Publication of John Hemming's history of the Amazon has coincided with the release of photographs by Brazil's indigenous affairs department of a rainforest tribe uncontacted by outsiders and with the resignation of the country's environment minister amid strains over development policies.
Tree of Rivers highlights themes that have long shaped the fate of the Amazon rainforest and river system - the irresistible desire to explore a wilderness, and the strains generated by the compulsion to exploit its natural riches.
As a breathtaking reminder of its size, Hemming points out that there may still be 40 to 50 uncontacted tribes. That is plausible because, even after decades of destruction, the Amazon forests with those of the adjacent Orinoco and Guianas extend to nearly 2m square miles.
The river system discharges a fifth of the water that flows into the oceans from all the rivers on the planet.
A consummate explorer and former head of the UK Royal Geographical Society, Hemming has done much to nurture an interest in Brazil's indigenous peoples.
But his book is much more than a thrilling account of the derring-do - and foolhardiness - of determined explorers.
It is an economic history of a region coveted - despite the relative poverty of much of its soil - by outsiders for its capacity to yield in abundance all the factors of production: land, labour and capital.
Tree of Rivers traces journeys by explorers, adventurers, slavers, biologists, soldiers, rebels and opportunists up and down the Amazon river and its tributaries since the first incursion in 1500 by a Spaniard, Vicente Yáñez Pinzón.
It stops along the way at moorings that permit forays into the dark stories of unspeakable cruelty that have been played out beneath the forest canopy.
Thinking he had sailed up the Ganges, for example, Yáñez provided an ominous portent - seizing 36 indigenous men as slaves.
The author describes with moving authority the decimation of indigenous peoples by the outsiders through murderous enslavement, overwork and imported diseases and avarice.
Just as it was the territory's fate to be squabbled over by Spain and Portugal, it was also its lot to be plundered.
In subsequent centuries, a long list of real, or imagined, tradeable goods would lure outsiders: gold, slaves, turtle meat, spices, quinine, cacao, rubber, hardwoods and, most recently, land for colonists, cattle ranchers and soya producers. Even scientific missions often had a commercial imperative.

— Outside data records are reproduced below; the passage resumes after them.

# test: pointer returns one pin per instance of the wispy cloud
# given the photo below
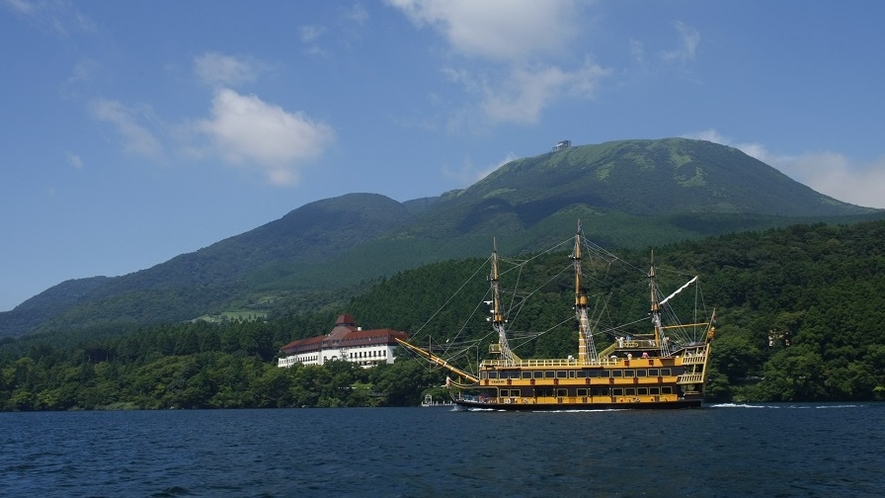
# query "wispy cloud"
(517, 39)
(357, 14)
(827, 172)
(128, 122)
(56, 17)
(74, 160)
(250, 133)
(225, 70)
(468, 174)
(689, 39)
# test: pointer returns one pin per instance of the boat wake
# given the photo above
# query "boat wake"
(780, 407)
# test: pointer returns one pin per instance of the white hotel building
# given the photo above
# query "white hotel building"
(346, 342)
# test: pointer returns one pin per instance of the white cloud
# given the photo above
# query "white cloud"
(224, 70)
(310, 34)
(467, 174)
(250, 133)
(827, 172)
(689, 38)
(513, 35)
(74, 160)
(496, 29)
(137, 138)
(357, 14)
(57, 17)
(522, 95)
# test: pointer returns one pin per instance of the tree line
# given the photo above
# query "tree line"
(800, 313)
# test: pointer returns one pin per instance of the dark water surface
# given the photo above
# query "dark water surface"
(775, 450)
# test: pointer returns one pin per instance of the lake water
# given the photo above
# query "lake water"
(775, 450)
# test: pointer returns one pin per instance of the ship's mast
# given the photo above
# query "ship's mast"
(586, 345)
(656, 310)
(497, 319)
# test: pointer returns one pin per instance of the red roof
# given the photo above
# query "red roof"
(344, 334)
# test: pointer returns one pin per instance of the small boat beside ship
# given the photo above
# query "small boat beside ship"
(663, 366)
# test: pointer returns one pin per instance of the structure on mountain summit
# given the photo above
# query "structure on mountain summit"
(345, 342)
(562, 145)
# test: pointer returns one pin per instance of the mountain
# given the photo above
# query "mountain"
(629, 193)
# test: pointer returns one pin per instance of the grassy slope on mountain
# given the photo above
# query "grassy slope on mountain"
(211, 278)
(633, 194)
(818, 284)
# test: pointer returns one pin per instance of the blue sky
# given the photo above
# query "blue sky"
(136, 131)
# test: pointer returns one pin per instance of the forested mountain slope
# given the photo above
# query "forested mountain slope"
(630, 194)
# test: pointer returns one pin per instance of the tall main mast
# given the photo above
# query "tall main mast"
(507, 356)
(586, 345)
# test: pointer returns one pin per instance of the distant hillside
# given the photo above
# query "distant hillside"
(631, 193)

The 19th-century rubber boom is, perhaps, the most well-known period in this story but, today, land for ranches and farming is the new commodity driving development - and deforestation.
The Amazon has also been a fertile source of dreams - it germinated tales of El Dorado and of what Hemming calls the "legendary tribe of sexually liberated women" after whom the river itself is named; it fuelled the radical ideas of the Enlightenment and of the noble savage; it nourished bizarre racist theories, then buried their inventors; it legitimised the colonising zeal of General Emílio Médici as a "land without people for a people without land"; and, today, it ventilates green politics everywhere as the "lungs of the world", a vast carbon sink essential for the survival of the planet.
It provided a ready supply of souls for theocratically inclined Jesuits, and was a haven for runaway slaves, esoteric cults and all the most significant South American guerrilla movements.
While there will always be optimism that a middle way between extraction and conservation can be found, it is a measure of how so much, yet so little, has changed since the 15th century that the story Hemming tells is one pregnant with the inevitable conflict between wonder at the discovery of new worlds, and our capacity to ruin them.